I have problem when executing this code:
SELECT * FROM tblpm n
WHERE date_updated=(SELECT MAX(date_updated)
FROM tblpm GROUP BY control_number
HAVING control_number=n.control_number)
Basically, I want to return the most recent date for each control number. The query above returns correct output but it takes 37secs. before the output was shown.
Is there any other sql clause or command that can execute faster than the query above?
Thanks in advance.
Putting the subquery in the WHERE clause and restricting it to n.control_number means it runs the subquery many times. This is called a correlated subquery, and it's often a performance killer.
It's better to run the subquery once, in the FROM clause, to get the max date per control number.
SELECT n.*
FROM tblpm n
INNER JOIN (
SELECT control_number, MAX(date_updated) AS date_updated
FROM tblpm GROUP BY control_number
) AS max USING (control_number, date_updated);
There's no need to group in that subquery... a where clause would suffice:
SELECT * FROM tblpm n
WHERE date_updated=(SELECT MAX(date_updated)
FROM tblpm WHERE control_number=n.control_number)

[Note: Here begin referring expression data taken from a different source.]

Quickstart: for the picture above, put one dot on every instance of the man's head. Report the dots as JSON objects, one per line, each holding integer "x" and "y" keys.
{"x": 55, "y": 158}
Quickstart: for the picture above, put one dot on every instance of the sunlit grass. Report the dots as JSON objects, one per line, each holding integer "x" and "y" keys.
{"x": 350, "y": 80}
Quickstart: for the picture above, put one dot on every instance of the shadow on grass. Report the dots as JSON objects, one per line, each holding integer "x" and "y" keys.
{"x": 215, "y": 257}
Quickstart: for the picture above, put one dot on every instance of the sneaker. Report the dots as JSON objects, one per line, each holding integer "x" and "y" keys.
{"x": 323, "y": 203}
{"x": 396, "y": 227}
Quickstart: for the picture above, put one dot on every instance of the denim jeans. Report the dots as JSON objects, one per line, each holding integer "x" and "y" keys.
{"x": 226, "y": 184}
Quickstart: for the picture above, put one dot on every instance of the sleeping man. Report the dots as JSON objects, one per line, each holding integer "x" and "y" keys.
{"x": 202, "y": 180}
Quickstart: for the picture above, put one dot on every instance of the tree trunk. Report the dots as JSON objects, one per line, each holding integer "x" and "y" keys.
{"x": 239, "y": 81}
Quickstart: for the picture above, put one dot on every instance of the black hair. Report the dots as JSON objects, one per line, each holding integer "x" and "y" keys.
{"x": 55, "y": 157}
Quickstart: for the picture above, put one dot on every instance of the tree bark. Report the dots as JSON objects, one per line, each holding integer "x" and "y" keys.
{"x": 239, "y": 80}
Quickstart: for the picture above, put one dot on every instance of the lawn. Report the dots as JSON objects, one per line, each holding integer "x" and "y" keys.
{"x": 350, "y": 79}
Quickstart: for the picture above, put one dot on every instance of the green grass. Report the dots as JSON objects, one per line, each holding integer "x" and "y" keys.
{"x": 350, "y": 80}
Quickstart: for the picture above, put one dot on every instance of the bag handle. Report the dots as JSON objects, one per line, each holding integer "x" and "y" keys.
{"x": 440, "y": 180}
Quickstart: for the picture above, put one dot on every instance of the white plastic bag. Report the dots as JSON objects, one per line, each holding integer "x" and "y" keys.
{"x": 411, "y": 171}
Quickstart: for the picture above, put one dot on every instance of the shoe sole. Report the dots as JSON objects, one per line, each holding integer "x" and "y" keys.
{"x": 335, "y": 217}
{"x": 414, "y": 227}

Also, do you have an index on the 'date_updated' column? That would certainly help.
Another way that doesn't use group by:
SELECT * FROM tblpm n
WHERE date_updated=(SELECT date_updated FROM tblpm n
ORDER BY date_updated desc LIMIT 1)
Fast and easy with HAVING:
SELECT * FROM tblpm n
FROM tblpm GROUP BY control_number
HAVING date_updated=MAX(date_updated);
In the context of HAVING
, MAX
finds the max of each group. Only the latest entry in each group will satisfy date_updated=max(date_updated)
. If there's a tie for latest within a group, both will pass the HAVING
filter, but GROUP BY
means that only one will appear in the returned table.